Saturday night I essayed to tackle a different part of that fowl, cooking the dark meat of the breast. There was a certain amount of consternation on the part of my wife, who always worries when I attempt to try a dish for the first time on company. Her desire for events and food to be presented properly and successfully precludes such daring…or foolhardiness depending on your perspective. She (if she were to actually cook) would cook it once…twice…until completely comfortable and having worked out the kinks to her satisfaction.

Me? I’m fearless or an idiot…again, depending on your perspective.

The peculiarities of the meal were that my brother-in-law is wheat intolerant, so instead of cracked wheat tabbouleh, it was quinoa tabbouleh. For the bread and cheese plate, it was a gluten-free bread baguette…which all agreed was, for a bread, a damned poor substitute. I’m sure for wheat intolerant folks, it would be fine, but for the four of us, even my wheat-fearing bro-in-law, it wasn’t the greatest loaf ever…at all.

I bought a large packet of frozen duck breasts at Berkeley Bowl West, letting them defrost to near room temperature ultimately, and as I was preparing the meal for my brothers-in-law across the bridge in San Francisco, most of the supplementary dishes had to be ready before I got there with my wife on Saturday night. The Asparagus Tabbouleh with Quinoa was ready on Friday as was the simple Broccoli Soup.

All that was left was to cook the duck breasts and make the sauce. And it couldn’t have been simpler. When I slipped what I thought would be two big, fat duck breasts out of its packet, I was surprised and pleased to see about four small half breasts inside, each at about six ounces apiece.

I scored the fatty skin side in a crosshatch pattern, added salt and pepper to both sides, heated up the iron casserole dish, and plopped down the breasts skin side down to sear for about eight minutes. No additional fat required, as the duck fat quickly rendered itself to a sizzling liquid as the breasts cooked. The idea of using a high-sided casserole pot made sense due to the spatters the duck fat provided.

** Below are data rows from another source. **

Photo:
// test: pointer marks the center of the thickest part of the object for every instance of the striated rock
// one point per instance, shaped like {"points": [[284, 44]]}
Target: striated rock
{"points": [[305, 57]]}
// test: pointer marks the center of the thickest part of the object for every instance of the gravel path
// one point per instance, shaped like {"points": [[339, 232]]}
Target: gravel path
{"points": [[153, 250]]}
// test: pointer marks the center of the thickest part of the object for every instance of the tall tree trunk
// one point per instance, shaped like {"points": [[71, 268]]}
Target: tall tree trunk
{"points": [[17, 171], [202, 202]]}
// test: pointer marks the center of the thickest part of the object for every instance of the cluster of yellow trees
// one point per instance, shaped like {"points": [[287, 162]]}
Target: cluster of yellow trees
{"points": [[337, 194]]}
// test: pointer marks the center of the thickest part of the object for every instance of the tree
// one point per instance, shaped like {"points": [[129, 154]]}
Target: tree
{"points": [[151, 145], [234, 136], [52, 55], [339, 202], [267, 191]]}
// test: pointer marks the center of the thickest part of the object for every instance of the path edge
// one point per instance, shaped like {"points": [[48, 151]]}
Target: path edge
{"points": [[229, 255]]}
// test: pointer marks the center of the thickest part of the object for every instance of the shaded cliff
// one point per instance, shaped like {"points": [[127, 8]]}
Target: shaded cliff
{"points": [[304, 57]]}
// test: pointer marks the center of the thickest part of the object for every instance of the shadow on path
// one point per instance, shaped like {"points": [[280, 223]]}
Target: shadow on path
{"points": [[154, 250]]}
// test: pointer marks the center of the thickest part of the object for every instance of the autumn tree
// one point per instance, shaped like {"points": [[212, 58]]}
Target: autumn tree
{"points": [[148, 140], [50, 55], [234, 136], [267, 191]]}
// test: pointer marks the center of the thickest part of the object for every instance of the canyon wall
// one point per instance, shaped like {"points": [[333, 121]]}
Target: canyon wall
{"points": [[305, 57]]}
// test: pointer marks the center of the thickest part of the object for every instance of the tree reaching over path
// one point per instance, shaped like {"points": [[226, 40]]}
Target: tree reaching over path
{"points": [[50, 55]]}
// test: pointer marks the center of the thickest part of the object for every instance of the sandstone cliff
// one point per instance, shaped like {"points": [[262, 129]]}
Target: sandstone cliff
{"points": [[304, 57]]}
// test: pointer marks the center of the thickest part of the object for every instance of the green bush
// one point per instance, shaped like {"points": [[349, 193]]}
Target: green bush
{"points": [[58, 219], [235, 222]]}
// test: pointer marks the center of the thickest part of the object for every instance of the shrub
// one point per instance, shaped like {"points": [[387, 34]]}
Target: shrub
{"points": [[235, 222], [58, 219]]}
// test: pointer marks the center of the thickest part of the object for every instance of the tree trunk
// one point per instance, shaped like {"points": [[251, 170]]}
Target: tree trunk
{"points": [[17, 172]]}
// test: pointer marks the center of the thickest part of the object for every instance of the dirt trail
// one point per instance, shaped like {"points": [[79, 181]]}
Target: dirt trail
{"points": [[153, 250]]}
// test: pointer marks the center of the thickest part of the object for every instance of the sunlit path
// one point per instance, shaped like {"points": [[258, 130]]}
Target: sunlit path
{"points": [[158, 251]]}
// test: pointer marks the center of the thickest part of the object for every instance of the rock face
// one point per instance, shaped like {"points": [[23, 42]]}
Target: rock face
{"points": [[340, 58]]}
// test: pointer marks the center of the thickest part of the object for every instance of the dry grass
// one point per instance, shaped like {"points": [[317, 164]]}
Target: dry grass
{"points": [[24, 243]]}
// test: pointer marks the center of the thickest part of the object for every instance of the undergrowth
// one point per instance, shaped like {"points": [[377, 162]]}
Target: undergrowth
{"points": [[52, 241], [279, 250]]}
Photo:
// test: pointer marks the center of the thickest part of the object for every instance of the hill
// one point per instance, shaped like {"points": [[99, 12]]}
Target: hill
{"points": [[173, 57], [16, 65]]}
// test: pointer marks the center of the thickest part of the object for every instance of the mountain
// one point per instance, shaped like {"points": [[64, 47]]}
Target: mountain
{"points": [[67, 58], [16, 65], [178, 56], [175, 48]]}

Here is the meat in the pot, just beginning its sear.


Flip for another three minutes on the other side to bring it to nearly rare, then wrapped in foil for five minutes in a 250 deg oven. Draining the juices from the resting duck flesh after removing most of the rendered duck fat to a separate bowl, I added the meat juices to the juice of a whole lime, two tablespoons of balsamic vinegar, and a tablespoon of honey.

Mmmmm! The sear was perfectly crisp and the interior moist, medium rare, and completely succulent.



To be honest, both my wife and I were not overly impressed with the sauce which, while embodying the typical combo of acid and sweet to a meal of duck breast (usually best served close to rare), we both thought the sauce was barely adequate but serviceable. Next time more sweet and perhaps a reduction of a delicious pear or peach.

The French see duck for a weeknight meal as casually as we do chicken. Given the current pricing of duck (I paid about $25 for four breasts), until I can find a cheaper source, unlike a French home’s typical possibilities, duck will remain on the special event calendar only.

Finally, kudos to Ernie and Mike for allowing me to play in their kitchen for the evening. We had a good time, I’m happy the food was successful, and the wine (Pinot noir) linked up lovely with the duck.